D’accord, mais si c’est un excès de graisse, comment faire ? Julie nous partage les solutions efficaces et saines pour votre santé : avoir une alimentation équilibrée (pas de régime !), faire du sport plutôt cardio et du renforcement musculaire par des exercices de gainage.
Alors oui, on prend le risque de vous décevoir mais on préfère vous dire la vérité, il va bien falloir se mettre au sport. Mais rassurez-vous, il paraît qu'on y prend vite goût... ;)
Il y a plein de façons de faire du sport, ou simplement de l’activité physique. Marcher 30 minutes par jour par exemple. Et on peut facilement intégrer de l’activité physique dans notre quotidien. Par exemple en remplaçant la voiture par de la marche dans les trajets courts. Aller chercher son pain, aller chercher les enfants à l’école à pied, aller faire une balade le weekend… Il y a encore beaucoup d’autres pratiques sportives accessibles à tous les niveaux. Choisissez-en une qui vous plaît, vous aurez tout gagné ! Cela peut-être le yoga ou le pilates. Certes, vous perdrez moins de calories sur une séance si vous faites la comparaison avec 1h de course à pied par exemple. Mais si vous choisissez une pratique adaptée à votre rythme et à vos goûts vous serez motivé·e et régulier·e ! C’est bien ça l’important.
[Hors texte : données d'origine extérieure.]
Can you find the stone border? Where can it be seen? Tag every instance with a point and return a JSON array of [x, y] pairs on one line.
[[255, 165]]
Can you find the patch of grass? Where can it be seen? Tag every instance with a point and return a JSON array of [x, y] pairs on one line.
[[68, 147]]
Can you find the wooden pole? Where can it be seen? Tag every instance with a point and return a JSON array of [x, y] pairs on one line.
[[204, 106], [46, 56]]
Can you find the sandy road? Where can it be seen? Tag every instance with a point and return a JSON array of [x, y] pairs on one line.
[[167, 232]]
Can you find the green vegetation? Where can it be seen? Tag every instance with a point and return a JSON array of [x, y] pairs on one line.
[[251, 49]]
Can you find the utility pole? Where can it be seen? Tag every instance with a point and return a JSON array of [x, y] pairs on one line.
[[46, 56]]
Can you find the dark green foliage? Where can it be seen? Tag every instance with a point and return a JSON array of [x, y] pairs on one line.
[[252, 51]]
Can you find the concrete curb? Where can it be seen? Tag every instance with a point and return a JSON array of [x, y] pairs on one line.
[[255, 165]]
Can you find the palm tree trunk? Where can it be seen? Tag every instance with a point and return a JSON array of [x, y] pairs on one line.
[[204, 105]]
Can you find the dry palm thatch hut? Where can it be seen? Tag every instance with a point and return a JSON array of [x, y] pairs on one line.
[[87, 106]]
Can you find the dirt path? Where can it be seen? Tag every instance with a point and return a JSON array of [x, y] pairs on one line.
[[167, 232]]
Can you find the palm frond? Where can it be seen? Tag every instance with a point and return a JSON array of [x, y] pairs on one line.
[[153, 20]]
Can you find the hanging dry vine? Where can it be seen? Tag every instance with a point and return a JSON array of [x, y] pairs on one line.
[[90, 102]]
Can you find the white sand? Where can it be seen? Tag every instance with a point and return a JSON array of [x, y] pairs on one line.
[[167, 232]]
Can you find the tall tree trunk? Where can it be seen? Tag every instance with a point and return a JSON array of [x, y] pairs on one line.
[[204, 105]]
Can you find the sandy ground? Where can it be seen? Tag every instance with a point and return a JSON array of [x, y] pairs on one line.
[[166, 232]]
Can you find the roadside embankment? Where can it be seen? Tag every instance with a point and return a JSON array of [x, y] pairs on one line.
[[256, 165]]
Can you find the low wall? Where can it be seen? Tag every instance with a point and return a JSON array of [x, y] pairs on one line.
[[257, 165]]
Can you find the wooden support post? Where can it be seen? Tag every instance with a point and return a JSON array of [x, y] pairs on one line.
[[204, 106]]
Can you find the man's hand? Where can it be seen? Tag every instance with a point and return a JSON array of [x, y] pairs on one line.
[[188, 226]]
Le sommeil aussi, joue sur votre perte de poids. Ne sous-estimez pas le pouvoir d'un bon dodo ! On fait souvent subir à notre corps des nuits très (trop) courtes et on se dit qu'on se rattrapera et que ce n'est pas bien grave. Eh bien il est temps de se faire du bien aussi en dormant suffisamment. Un bon sommeil va être la cerise sur le gâteau (un gâteau healthy bien-sûr) de votre processus de perte de poids.
Le sommeil va contribuer à une bonne récupération et va donc avoir un rôle important sur le bon fonctionnement du corps dans tous ses systèmes d'élimination, de régulation, notamment sur le plan digestif. Tout cela fait partie de l'hygiène de vie, vous évitez aussi le stress (un bon ami de la prise de poids) et gagnerez en bien-être.
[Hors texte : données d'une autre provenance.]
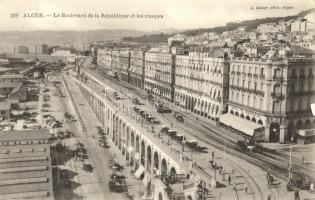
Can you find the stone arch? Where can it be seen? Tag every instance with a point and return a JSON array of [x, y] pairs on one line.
[[160, 196], [128, 136], [156, 160], [308, 124], [291, 131], [164, 167], [299, 124], [173, 171], [132, 139], [149, 157], [137, 144], [274, 132], [142, 153]]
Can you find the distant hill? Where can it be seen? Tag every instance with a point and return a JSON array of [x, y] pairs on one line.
[[249, 24]]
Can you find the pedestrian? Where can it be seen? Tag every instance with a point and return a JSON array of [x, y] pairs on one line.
[[297, 195]]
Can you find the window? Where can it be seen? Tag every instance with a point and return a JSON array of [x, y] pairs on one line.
[[261, 71], [292, 88], [301, 87]]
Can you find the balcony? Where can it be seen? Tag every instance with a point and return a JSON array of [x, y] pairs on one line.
[[277, 95], [277, 78]]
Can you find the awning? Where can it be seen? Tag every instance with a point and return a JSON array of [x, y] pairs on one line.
[[139, 171], [243, 125], [192, 141]]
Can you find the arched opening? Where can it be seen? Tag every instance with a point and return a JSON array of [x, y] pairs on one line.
[[156, 160], [132, 139], [149, 158], [274, 132], [299, 125], [164, 167], [291, 131], [128, 137], [308, 124], [160, 196], [142, 155], [173, 171], [137, 144]]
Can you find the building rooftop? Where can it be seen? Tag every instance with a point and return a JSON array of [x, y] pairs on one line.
[[41, 134], [10, 85], [25, 168], [5, 105], [11, 76]]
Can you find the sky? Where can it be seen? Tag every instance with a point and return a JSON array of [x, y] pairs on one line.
[[177, 14]]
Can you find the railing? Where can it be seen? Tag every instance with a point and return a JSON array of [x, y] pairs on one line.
[[293, 77], [277, 78], [277, 95]]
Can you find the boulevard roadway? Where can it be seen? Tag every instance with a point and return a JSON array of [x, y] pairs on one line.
[[209, 133]]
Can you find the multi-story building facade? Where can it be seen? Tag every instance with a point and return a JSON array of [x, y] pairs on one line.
[[274, 94], [137, 68], [159, 74], [104, 59], [124, 65], [201, 83]]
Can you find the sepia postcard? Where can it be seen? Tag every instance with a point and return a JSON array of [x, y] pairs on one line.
[[157, 100]]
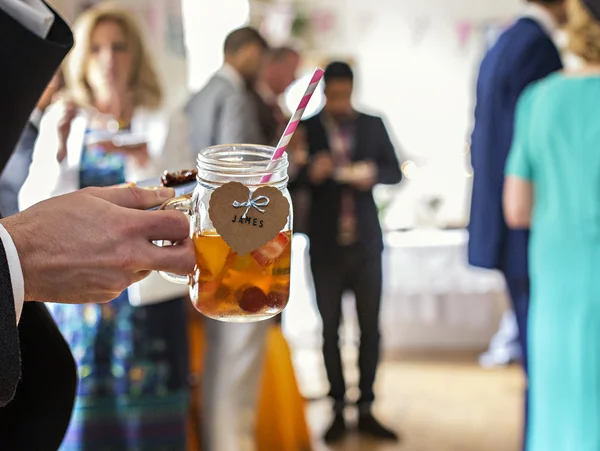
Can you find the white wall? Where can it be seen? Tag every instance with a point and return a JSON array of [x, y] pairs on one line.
[[412, 70]]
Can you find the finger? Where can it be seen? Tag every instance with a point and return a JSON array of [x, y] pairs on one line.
[[140, 275], [162, 225], [133, 196], [178, 259]]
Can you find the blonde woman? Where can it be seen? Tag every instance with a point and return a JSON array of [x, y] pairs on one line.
[[132, 360], [553, 175]]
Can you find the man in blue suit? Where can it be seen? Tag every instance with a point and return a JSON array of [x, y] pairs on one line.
[[523, 54]]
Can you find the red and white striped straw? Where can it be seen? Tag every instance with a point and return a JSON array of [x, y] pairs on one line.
[[295, 119]]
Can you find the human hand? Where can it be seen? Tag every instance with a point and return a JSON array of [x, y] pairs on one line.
[[137, 152], [90, 245], [321, 167]]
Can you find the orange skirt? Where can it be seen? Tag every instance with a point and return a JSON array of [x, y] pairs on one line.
[[281, 422]]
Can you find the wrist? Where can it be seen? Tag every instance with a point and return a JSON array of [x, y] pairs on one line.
[[18, 230]]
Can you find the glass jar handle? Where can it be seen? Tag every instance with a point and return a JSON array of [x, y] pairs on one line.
[[183, 204]]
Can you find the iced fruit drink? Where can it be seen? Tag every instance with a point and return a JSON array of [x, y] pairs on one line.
[[248, 287]]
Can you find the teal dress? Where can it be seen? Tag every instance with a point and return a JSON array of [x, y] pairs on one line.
[[557, 148]]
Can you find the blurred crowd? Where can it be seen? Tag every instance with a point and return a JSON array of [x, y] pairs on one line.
[[155, 374]]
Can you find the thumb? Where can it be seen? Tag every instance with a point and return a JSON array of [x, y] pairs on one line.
[[132, 196]]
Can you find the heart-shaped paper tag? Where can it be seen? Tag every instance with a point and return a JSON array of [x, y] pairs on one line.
[[246, 220]]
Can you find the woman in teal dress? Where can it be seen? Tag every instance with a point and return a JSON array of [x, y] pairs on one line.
[[553, 187]]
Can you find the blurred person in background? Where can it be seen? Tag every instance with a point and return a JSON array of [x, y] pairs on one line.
[[224, 111], [281, 423], [16, 170], [552, 171], [524, 53], [349, 152], [277, 74], [132, 363]]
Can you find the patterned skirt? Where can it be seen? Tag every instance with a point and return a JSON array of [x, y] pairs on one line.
[[133, 375]]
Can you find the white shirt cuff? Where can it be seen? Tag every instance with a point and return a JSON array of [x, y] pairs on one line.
[[16, 273], [32, 14], [36, 118]]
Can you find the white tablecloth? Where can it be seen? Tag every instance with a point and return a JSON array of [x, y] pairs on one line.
[[432, 298]]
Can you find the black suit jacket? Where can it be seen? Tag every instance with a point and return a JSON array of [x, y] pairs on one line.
[[371, 143], [37, 372]]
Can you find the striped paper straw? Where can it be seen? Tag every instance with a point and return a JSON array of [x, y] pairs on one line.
[[295, 119]]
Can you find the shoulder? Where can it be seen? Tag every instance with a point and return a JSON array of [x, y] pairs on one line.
[[371, 120], [537, 92], [524, 39]]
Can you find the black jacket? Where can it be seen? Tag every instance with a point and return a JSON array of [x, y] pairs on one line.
[[371, 143], [37, 372]]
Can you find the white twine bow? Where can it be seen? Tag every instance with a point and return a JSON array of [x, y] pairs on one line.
[[258, 203]]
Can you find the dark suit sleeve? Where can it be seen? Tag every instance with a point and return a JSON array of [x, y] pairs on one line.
[[388, 167], [29, 63]]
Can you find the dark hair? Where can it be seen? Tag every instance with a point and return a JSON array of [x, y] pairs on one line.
[[240, 38], [338, 70], [279, 54]]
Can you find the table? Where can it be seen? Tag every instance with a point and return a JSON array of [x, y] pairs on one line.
[[431, 298]]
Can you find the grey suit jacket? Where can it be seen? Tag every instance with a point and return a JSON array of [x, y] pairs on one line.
[[222, 112], [16, 171]]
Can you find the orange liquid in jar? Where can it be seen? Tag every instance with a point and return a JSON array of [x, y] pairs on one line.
[[233, 287]]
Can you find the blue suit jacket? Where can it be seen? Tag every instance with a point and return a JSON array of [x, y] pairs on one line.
[[521, 56]]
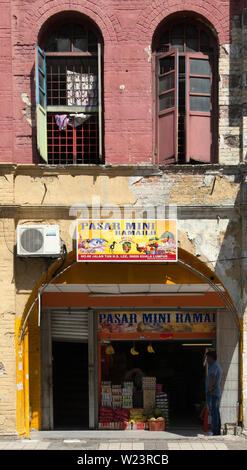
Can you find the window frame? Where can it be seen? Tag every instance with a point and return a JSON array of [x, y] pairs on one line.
[[212, 54], [61, 108]]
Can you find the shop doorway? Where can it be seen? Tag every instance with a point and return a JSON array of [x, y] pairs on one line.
[[70, 385], [177, 365]]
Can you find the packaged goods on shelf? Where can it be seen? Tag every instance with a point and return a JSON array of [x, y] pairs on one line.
[[106, 394], [162, 403], [127, 395], [149, 398], [149, 383], [137, 415], [116, 396]]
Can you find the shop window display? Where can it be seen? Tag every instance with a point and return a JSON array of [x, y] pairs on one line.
[[150, 386]]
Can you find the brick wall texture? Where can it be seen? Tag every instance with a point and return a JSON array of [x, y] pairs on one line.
[[127, 29]]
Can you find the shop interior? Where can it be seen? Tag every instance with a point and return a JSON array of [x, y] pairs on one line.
[[70, 385], [177, 365]]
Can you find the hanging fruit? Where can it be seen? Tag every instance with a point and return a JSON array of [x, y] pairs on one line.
[[109, 350], [133, 351], [150, 349]]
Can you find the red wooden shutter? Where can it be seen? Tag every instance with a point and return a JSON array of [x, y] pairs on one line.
[[199, 108], [167, 105]]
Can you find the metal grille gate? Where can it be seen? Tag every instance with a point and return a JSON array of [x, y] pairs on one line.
[[69, 325]]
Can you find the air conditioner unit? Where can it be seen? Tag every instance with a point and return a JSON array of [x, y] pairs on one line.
[[38, 240]]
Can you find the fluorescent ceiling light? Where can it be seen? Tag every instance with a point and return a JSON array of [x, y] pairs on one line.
[[197, 344], [144, 294]]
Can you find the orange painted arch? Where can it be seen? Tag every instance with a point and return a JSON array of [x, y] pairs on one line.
[[103, 273]]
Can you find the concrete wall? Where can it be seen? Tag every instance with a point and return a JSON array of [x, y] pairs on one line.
[[228, 357]]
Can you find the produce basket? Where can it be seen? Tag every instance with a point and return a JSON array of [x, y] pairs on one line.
[[139, 426], [158, 425]]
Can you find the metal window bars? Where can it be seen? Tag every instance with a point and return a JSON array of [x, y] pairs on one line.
[[75, 143]]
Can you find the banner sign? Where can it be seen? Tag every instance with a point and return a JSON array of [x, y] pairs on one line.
[[126, 240], [156, 322]]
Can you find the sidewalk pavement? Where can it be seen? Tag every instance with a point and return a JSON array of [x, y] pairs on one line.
[[138, 442]]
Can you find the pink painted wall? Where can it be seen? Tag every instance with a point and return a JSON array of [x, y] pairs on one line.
[[127, 27]]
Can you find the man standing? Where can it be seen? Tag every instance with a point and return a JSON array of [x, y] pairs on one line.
[[213, 391]]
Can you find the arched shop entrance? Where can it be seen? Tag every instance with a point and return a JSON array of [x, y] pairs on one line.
[[80, 311]]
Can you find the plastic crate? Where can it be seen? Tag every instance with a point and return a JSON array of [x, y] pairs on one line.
[[156, 425], [139, 426]]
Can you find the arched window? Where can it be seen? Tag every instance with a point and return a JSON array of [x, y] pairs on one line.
[[186, 93], [68, 96]]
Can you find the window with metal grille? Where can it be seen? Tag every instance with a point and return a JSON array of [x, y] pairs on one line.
[[68, 91], [186, 94]]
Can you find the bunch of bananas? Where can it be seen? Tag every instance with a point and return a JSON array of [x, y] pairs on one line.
[[151, 349], [109, 350], [133, 351]]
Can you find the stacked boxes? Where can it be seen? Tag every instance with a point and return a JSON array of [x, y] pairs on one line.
[[116, 396], [127, 395], [149, 391], [163, 404], [106, 394]]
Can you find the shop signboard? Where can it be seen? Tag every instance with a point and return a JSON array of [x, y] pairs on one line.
[[126, 240], [163, 325]]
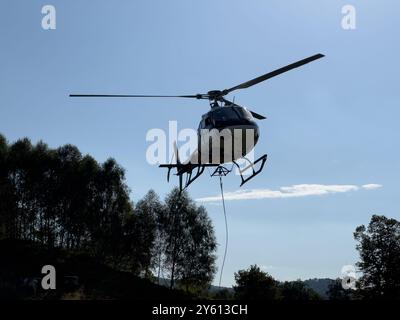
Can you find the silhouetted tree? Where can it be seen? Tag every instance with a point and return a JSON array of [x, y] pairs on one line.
[[337, 292], [254, 284], [297, 291], [379, 248], [61, 198], [190, 241]]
Chez l'adulte, une bonne nuit de sommeil se situe entre 7 et 8h. Pour les personnes qui tournent plus autour de 6h de sommeil par nuit, Julie recommande de faire des micro-siestes dans la journée, très efficaces ! Une micro-sieste c'est quoi ? Tout simplement se poser, fermer les yeux, se laisser aller dans un sommeil léger.
La petite astuce de Julie (on aime ses astuces) : “Tenez quelque chose dans votre main, comme des clés par exemple, quand votre corps relâche automatiquement les clés, vous entendez le bruit du choc et hop vous êtes réveillé·e. La micro-sieste est terminée. En en faisant une ou deux dans la journée, le corps récupère super bien !”
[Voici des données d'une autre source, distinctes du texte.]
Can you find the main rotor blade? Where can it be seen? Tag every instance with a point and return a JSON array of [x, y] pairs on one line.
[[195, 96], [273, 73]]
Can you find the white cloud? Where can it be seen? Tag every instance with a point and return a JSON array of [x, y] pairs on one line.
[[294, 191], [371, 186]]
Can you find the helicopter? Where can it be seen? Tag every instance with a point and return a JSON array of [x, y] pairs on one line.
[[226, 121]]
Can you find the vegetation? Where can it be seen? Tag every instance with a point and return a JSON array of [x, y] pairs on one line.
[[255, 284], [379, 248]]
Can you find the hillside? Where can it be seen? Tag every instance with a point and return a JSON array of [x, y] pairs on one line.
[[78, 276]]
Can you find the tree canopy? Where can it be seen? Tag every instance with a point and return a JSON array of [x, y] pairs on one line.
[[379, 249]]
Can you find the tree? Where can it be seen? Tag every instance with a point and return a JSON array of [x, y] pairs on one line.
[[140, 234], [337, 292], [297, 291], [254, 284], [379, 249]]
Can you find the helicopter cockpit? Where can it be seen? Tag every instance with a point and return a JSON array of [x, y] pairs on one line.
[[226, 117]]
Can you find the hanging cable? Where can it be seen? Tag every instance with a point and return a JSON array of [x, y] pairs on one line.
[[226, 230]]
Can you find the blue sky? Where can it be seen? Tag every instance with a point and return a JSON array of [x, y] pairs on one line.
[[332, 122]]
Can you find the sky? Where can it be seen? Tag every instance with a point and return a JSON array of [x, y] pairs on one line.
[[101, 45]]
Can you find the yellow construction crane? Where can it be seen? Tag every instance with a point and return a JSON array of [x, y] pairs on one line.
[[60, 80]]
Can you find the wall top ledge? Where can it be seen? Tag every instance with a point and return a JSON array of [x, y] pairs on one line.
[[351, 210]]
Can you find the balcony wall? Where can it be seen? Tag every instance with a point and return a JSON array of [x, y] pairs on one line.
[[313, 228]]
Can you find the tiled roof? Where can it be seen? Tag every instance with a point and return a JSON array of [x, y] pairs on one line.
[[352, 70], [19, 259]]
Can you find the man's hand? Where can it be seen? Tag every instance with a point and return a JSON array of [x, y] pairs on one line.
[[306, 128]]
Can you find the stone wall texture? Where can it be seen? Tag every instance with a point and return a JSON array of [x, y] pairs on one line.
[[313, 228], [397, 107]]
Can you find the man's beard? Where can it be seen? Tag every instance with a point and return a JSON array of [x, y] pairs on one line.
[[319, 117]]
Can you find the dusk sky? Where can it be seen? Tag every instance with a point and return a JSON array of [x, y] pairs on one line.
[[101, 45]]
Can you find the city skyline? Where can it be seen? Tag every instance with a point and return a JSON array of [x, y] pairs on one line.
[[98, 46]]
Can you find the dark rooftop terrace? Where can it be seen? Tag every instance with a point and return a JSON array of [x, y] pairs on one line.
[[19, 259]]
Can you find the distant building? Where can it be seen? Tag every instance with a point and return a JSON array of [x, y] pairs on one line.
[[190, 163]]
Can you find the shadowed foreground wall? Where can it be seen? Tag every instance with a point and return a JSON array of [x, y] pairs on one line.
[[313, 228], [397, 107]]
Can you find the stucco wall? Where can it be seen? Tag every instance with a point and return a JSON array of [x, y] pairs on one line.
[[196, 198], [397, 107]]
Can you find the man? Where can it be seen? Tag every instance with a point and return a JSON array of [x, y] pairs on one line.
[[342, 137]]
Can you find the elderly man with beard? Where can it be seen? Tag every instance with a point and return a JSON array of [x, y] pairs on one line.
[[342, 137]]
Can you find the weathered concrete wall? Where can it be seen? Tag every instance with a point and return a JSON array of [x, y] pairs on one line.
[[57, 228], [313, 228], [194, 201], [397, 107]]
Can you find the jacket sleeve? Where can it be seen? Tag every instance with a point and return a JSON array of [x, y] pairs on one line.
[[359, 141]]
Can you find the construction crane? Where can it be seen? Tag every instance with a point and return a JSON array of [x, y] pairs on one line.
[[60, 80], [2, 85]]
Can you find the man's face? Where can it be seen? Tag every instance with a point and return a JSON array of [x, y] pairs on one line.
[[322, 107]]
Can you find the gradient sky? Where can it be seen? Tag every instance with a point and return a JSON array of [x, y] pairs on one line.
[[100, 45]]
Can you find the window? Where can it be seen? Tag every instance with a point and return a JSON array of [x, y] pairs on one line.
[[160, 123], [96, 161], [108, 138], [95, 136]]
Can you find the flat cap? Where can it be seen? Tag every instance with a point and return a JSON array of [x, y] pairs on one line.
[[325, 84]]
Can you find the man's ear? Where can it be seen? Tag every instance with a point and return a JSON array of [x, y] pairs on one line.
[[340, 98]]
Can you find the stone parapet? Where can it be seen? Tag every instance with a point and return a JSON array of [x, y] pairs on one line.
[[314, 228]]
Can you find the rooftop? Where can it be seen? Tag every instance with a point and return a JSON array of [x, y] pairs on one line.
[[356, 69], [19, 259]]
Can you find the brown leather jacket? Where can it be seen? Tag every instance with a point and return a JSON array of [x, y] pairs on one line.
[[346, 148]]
Quand faire une micro-sieste ? Quand vous en sentez le besoin ! Écoutez-vous, quand vous vous sentez partir, que vos paupières sont lourdes, qu'importe le moment de la journée, offrez-vous ce moment de détente. ;)
Voilà, vous savez tout et vous avez surtout toutes les clés en main pour atteindre votre objectif. Qui est non plus de “maigrir sans faire de sport” mais de mincir avec une alimentation équilibrée et de l’activité physique. En tout cas, on l’espère. Parce que oui on vous souhaite le meilleur pour votre santé. Et “sport” rime avec “santé” !
Merci encore à Julie Guery pour son écoute, ses conseils concrets à appliquer au quotidien et son expertise.